Varios
son los textos encantadores de Las
ciudades invisibles, y muchos más sus pasajes deslumbrantes. Entre otros,
me gustaría transcribir “Las ciudades y los intercambios. 2” –sobre el
popularmente llamado histeriqueo–, “Las ciudades y los intercambios. 3” –sobre
la rutina y el deseo de vivir otras vidas–, “Las ciudades y los muertos. 2”

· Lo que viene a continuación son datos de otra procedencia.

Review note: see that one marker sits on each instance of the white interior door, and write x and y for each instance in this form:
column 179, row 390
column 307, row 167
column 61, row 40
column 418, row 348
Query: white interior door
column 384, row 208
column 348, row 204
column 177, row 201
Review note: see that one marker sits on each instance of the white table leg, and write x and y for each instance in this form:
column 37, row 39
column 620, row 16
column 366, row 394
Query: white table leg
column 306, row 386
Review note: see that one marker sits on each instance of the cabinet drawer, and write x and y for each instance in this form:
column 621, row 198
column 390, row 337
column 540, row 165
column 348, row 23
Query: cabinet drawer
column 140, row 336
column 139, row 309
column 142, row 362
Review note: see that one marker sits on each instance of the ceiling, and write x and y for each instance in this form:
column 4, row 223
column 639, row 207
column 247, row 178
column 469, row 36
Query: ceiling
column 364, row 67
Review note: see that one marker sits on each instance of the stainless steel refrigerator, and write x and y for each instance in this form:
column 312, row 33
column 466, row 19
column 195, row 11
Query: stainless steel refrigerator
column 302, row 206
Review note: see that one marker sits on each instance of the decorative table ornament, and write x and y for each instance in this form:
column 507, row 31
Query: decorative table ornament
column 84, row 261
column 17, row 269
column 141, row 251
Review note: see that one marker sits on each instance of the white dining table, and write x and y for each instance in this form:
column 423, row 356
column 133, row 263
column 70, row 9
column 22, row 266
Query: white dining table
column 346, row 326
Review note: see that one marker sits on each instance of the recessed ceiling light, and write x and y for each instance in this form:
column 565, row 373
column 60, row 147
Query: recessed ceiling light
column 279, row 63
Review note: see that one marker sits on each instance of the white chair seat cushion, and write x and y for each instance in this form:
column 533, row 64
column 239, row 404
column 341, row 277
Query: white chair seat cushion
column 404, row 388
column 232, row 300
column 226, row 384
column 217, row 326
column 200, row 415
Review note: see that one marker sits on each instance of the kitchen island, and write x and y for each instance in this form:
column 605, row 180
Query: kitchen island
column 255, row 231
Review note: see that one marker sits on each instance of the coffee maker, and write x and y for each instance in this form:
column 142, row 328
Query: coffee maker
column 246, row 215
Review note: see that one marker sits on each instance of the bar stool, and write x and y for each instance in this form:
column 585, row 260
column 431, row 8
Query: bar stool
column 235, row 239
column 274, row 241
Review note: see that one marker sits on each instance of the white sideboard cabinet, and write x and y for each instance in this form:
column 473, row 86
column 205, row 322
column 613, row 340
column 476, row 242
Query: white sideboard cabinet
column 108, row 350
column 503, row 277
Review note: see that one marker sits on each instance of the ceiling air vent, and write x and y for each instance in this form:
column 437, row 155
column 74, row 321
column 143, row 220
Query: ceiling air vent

–sobre la memoria, la confusión de una cara con otra, el paso del tiempo–, “Las
ciudades y el cielo. 1” –sobre la imagen del universo (de muy buen final)–,
“Las ciudades y el cielo. 2” –sobre la vanidad y las falsas y verdaderas virtudes–,
“Las ciudades y el cielo. 4” –sobre los monstruos de la razón– y “Las ciudades
escondidas. 5” –sobre la justicia de los injustos y la injusticia de los justos
(tema que me fascina)–, pero me voy a limitar al de abajo –cortazariano, si es
posible decirlo–, muy logrado a mi entender.
Lo
saqué de acá, donde está todo el texto –con traducción diferente a la del libro
que leí, editado por Siruela–:
Las ciudades continuas. 3
Cada año
en mis viajes hago alto en Procopia y me alojo en la misma habitación de la
misma posada. Desde la primera vez me he detenido a contemplar el paisaje que
se ve corriendo la cortina de la ventana: un foso, un puente, una pequeña
pared, un árbol de serbo, un campo de maíz, una zarzamora, un gallinero, un
lomo de colina amarillo, una nube blanca, un pedazo de cielo azul en forma de
trapecio. Estoy seguro de que la primera vez no se veía a nadie; fue sólo al
año siguiente cuando, por un movimiento entre las hojas, pude distinguir una
cara redonda y chata que mordisqueaba una mazorca. Después de un año eran tres
sobre la pequeña pared, y al volver vi seis, sentados en fila, con las manos
sobre las rodillas y algunas serbas en un plato. Cada año, apenas entraba en la
habitación, levantaba la cortina y contaba algunas caras más: dieciséis,
incluidos los de allí abajo en el foso; veintinueve, ocho de ellos acurrucados
en el serbo; cuarenta y siete sin contar los del gallinero. Se asemejan,
parecen amables, tienen pecas en las mejillas, sonríen, alguno con la boca
sucia de moras. Pronto vi todo el puente lleno de tipos de cara redonda, en
cuclillas porque ya no tenían más lugar para moverse; desgranaban las mazorcas,
después roían las raspas.
Así un
año tras otro he visto desaparecer el foso, el árbol, el serbo, ocultos por
setos de sonrisas tranquilas, entre las mejillas redondas que se mueven
masticando hojas. No se puede creer, en un espacio reducido como aquel campito
de maíz, cuánta gente puede haber, sobre todo si se sientan abrazándose las
rodillas, quietos. Deben de ser muchos más de lo que parece: he visto cubrirse
el lomo de la colina de una multitud cada vez más densa; pero desde que los del
puente tomaron la costumbre de ponerse a horcajadas uno sobre los hombros del
otro, no consigo llegar tan lejos con la mirada.
Este año,
por fin, al levantar la cortina, la ventana encuadra sólo una extensión de
caras: de un ángulo al otro, en todos los niveles y a todas las distancias, se
ven esas caras redondas, quietas, chatas, con un esbozo de sonrisa y en el
medio muchas manos que se sujetan a los hombros de los que están delante. Hasta
el cielo ha desaparecido. Da lo mismo que me aleje de la ventana.
No es que
los movimientos me sean fáciles. En mi cuarto nos alojamos veintiséis: para
mover los pies tengo que molestar a los que se acurrucan en el suelo, me abro
paso entre las rodillas de los que están sentados en el arcón y los codos de
los que se turnan para apoyarse en la cama: todas personas amables, por suerte.